Niğde, benim için bebeklikten ilkokul 3. sınıfı bitirene kadar soluklandığım çocukluğumun şehridir. Ne zaman hatırıma gelse, siyah beyaz renklerle canlanan nice hatıralar bir film şeridi gibi serilir gözlerimin önüne. Demiryolu rayları arasında sek sek oynadığım o günlerde, kâh bahçemizdeki kirpileri izlerken yaşadığım şaşkınlığı, kâh salıncakta sallandığım günleri kâh bana yemek yedirebilmek için kameriye içinde mahallenin çocuklarına annemin tertiplediği piknikleri hatırlarım. Aradan geçen zaman özlemimi hiç azalt/a/madı.
Yazarlar ve Sanatçılar Birliği (YAZSANBİR) tarafından Niğde'de ilk kez düzenleyecekleri şiir şöleni için davet edildiğim gün ise bu özlem adeta şahlandı içimde. Kibar Ayaydın beyefendiye katılacağımı söyledikten sonra zaman benim sabırsızlığıma hiç aldırmaksızın adeta ağır bir yükü taşırcasına yavaş geçti.

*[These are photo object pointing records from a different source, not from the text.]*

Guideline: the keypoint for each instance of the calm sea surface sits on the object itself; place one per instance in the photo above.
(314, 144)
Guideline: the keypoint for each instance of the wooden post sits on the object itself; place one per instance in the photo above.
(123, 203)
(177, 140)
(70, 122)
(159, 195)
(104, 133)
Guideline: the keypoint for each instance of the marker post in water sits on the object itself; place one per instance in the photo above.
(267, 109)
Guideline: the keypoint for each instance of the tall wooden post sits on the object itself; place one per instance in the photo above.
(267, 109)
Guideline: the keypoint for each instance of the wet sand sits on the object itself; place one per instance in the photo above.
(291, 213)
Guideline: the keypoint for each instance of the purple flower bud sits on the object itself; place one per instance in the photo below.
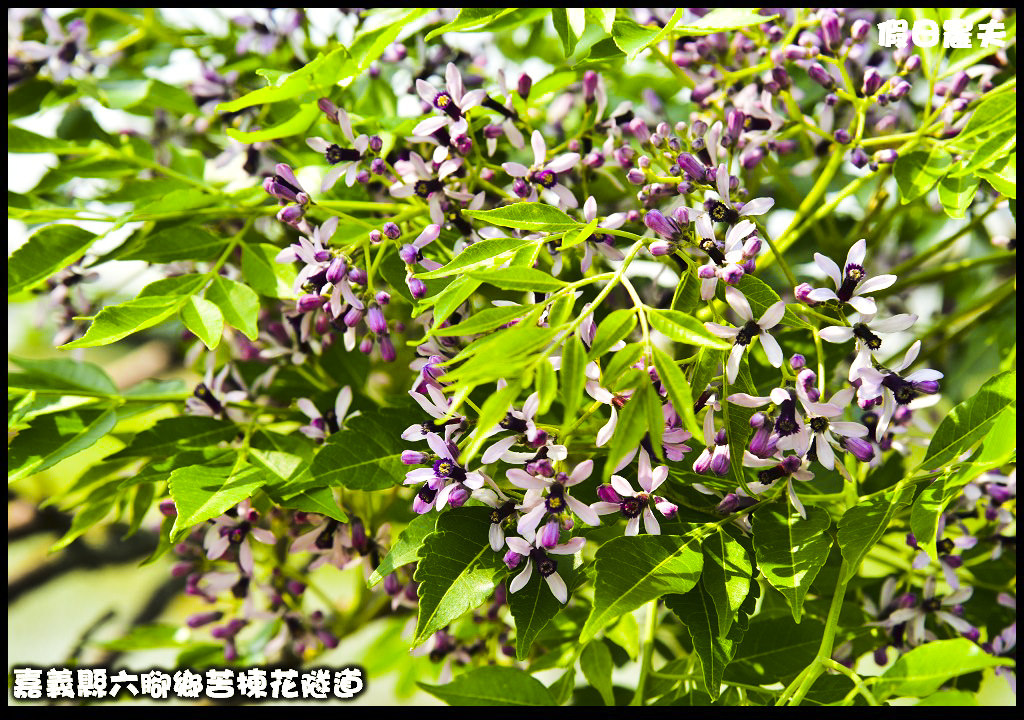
(336, 270)
(523, 85)
(549, 534)
(820, 76)
(859, 158)
(512, 559)
(309, 302)
(417, 288)
(387, 349)
(872, 81)
(830, 31)
(887, 156)
(198, 621)
(860, 448)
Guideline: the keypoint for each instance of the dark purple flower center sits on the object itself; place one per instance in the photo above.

Bekir Oğuzbaşaran, Vedat Ali Tok ve eşimle birlikte Kayseri’den ayrıldığımızda vakit Cumanın bereketini çoktan yüklenmişti. Niğde’ye yaklaştıkça içimde biriken tüm heyecanlar oraya vardığımızda zirve yapmıştı. Önce doğduğum evi görmek istedim. Aradan geçen 41 yıl beni büyütmemişçesine soluklandım hatıralarımın arasında. Kısa bir ziyaretti bu ama bendeki etkisi zirve yapmıştı. Programa yetişmek için alelacele birkaç fotoğrafla anı belgelemekle yetinmek zorundaydım.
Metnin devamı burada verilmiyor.